Omarosa Manigault Newman's new book comes with an explosive title.

In addition to speaking publicly about her experiences in Trump's White House, Manigault Newman has been releasing audio recordings of conversations and meetings held in the building, including a snippet of one she says is of her telephone conversation with Trump the day after she was sacked in December by White House chief of staff John Kelly. "So she's very well advised to get legal counsel".

Asked if special counsel Robert Mueller, who is investigating possible coordination between the Trump campaign and Russian Federation, would be interested in any of them, she said, "If his office calls again, anything they want, I'll share".

Trump officials and a number of outside critics denounced the recordings as a serious breach of ethics and security - and White House aides anxious about what else Manigault Newman may have captured in the West Wing.

What perhaps worries the Trump team most is they can't be sure what else she surreptitiously recorded.

His latest attack on Manigault Newman prompted immediate criticism from lawmakers and others.

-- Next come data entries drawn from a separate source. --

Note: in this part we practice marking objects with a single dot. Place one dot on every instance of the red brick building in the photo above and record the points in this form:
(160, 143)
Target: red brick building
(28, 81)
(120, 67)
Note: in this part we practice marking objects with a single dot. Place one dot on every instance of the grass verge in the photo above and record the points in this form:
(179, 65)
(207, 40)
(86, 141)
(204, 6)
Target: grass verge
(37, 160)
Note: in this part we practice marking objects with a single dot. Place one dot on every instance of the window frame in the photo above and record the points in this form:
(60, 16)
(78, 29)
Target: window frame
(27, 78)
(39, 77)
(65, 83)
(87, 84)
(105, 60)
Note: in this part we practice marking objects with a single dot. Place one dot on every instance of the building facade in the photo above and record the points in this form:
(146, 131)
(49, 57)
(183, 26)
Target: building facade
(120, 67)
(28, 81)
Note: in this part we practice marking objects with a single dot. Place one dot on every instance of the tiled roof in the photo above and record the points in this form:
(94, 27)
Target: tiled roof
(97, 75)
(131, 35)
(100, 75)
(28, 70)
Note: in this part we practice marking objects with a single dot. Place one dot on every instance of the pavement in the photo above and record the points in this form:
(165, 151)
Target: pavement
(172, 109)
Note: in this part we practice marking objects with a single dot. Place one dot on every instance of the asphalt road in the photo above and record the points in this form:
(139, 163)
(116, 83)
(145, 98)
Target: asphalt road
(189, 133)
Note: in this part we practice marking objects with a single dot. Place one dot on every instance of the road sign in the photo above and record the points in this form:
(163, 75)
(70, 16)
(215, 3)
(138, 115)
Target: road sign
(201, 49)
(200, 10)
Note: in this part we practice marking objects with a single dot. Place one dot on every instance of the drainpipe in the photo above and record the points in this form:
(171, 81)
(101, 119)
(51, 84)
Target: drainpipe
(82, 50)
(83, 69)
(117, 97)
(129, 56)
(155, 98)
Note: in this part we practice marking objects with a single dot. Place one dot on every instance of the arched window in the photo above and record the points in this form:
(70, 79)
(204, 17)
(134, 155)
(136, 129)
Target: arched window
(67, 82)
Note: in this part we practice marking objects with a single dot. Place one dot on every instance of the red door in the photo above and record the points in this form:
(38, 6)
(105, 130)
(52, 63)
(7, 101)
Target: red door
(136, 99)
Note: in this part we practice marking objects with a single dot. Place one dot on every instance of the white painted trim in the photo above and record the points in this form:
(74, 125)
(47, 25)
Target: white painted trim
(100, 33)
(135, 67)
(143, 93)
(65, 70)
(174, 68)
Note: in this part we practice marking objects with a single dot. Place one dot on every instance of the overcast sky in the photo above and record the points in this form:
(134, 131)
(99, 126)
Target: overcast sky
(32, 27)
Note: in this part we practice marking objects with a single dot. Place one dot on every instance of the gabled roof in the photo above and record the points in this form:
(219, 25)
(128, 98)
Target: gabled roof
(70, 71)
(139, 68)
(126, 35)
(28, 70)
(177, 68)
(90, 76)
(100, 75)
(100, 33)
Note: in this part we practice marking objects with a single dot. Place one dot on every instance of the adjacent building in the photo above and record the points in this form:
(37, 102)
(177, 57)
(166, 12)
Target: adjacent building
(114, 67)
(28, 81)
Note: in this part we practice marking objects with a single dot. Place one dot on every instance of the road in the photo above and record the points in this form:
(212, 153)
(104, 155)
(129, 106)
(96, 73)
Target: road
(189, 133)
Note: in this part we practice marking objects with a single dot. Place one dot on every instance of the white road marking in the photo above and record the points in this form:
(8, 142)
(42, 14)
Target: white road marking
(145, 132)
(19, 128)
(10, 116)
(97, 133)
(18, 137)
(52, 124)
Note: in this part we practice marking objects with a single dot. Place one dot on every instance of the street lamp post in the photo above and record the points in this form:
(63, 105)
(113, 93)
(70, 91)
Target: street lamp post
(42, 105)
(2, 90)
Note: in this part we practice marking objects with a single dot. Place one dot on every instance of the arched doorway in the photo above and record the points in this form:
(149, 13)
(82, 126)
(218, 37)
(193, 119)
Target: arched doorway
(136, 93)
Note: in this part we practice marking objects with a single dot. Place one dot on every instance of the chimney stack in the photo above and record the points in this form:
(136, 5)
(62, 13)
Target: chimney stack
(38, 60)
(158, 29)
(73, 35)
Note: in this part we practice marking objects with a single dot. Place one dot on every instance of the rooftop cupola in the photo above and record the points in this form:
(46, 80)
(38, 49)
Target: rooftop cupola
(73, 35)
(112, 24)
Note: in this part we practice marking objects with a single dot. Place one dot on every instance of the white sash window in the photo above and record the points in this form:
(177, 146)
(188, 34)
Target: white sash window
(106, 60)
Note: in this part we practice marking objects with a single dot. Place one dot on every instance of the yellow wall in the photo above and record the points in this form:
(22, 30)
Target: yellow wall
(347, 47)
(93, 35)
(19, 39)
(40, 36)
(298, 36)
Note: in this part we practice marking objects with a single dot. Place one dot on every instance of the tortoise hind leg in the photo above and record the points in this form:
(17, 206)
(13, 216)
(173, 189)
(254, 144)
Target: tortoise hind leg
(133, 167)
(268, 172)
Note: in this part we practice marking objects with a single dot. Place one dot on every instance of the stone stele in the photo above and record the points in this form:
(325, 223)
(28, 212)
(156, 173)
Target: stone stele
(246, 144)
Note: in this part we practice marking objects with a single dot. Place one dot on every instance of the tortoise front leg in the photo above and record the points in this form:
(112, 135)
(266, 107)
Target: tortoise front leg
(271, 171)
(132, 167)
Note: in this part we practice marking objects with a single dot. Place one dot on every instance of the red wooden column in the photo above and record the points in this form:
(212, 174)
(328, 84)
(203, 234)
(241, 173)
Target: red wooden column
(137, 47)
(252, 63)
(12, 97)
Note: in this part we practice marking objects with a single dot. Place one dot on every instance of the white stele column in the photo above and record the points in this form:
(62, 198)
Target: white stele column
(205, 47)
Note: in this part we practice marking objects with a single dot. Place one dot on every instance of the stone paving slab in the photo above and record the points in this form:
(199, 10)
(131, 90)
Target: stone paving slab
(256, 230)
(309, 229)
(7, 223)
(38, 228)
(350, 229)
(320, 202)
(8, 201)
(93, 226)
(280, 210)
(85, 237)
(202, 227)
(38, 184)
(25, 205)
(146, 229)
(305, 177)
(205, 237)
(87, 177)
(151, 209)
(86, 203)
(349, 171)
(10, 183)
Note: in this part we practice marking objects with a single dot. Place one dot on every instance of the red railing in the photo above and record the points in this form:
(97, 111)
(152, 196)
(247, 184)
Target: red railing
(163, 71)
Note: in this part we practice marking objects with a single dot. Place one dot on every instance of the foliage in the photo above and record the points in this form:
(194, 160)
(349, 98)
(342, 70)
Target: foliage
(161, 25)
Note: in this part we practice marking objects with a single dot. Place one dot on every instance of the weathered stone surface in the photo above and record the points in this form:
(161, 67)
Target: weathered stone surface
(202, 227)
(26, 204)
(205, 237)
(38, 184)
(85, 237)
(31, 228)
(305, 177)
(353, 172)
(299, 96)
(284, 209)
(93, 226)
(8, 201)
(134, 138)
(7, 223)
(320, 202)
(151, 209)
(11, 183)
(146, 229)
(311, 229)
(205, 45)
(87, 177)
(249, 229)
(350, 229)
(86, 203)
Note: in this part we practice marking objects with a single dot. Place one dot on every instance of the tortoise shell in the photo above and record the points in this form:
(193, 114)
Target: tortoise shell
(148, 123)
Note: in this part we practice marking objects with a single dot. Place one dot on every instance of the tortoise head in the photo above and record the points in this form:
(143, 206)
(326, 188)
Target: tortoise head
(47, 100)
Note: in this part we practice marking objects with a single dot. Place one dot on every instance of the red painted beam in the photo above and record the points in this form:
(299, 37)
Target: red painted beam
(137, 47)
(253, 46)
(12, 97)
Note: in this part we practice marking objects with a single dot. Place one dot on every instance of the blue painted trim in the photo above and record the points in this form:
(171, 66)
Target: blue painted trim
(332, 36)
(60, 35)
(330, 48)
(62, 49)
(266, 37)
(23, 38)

"She begged me for a job, tears in her eyes, I said Ok".

"Well, that's not true", Manigault Newman says, before continuing: "He goes, how do you think I should handle it and I told him exactly what you just said, Omarosa, which is well, it depends on what scenario you are talking about".

"The president is an equal opportunity person that calls things like he sees it and always fights fire with fire", she said.

Manigault Newman's exit does highlight the lack of diversity among Trump's top aides.

Her official title was communications director for the White House's Office of Public Liaison, but it was never clear what she actually did in that job in the 11 months she held it before Kelly fired her.

If such deals prohibit government staff from revealing all information they learn of at work, the American Civil Liberties Union said "they are unconstitutional and unenforceable". The Trump administration has also reportedly tried to get White House staff to sign similar agreements.